GitLab CI YAML Include Architecture and Modular Configuration

The architecture of modern continuous integration and continuous deployment pipelines necessitates a move away from monolithic configuration files. As projects scale, the .gitlab-ci.yml file often becomes an unmanageable behemoth, leading to configuration drift, merge conflicts, and significant maintenance overhead. GitLab addresses this challenge through the include keyword, a powerful mechanism that allows developers to modularize their pipeline definitions by splitting them across multiple files. This capability transforms the CI configuration from a static script into a dynamic, composable system where common patterns can be reused across different projects, branches, or environments.

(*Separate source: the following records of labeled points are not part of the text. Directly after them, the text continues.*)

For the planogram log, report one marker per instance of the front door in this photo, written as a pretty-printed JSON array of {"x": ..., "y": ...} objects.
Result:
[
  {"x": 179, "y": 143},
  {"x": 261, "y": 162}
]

The include functionality is not merely a file-concatenation tool; it is a sophisticated merging engine. When GitLab parses a pipeline, it evaluates all included files and merges them into a single effective configuration. This process allows for the centralization of governance—such as security scans or compliance checks—while permitting individual project teams to define specific build and test logic. By leveraging nested includes, templates, and conditional rules, organizations can implement a hierarchical configuration strategy that balances global standardization with local flexibility.

Modularization Strategies via Include Sub-keys

GitLab provides several distinct methods for incorporating external YAML configurations, each tailored to a specific architectural need. These are implemented as sub-keys under the primary include keyword.

Local File Inclusion

The include:local sub-key is the primary method for restructuring a pipeline within a single repository. It allows a developer to reference a file using a relative path from the project root.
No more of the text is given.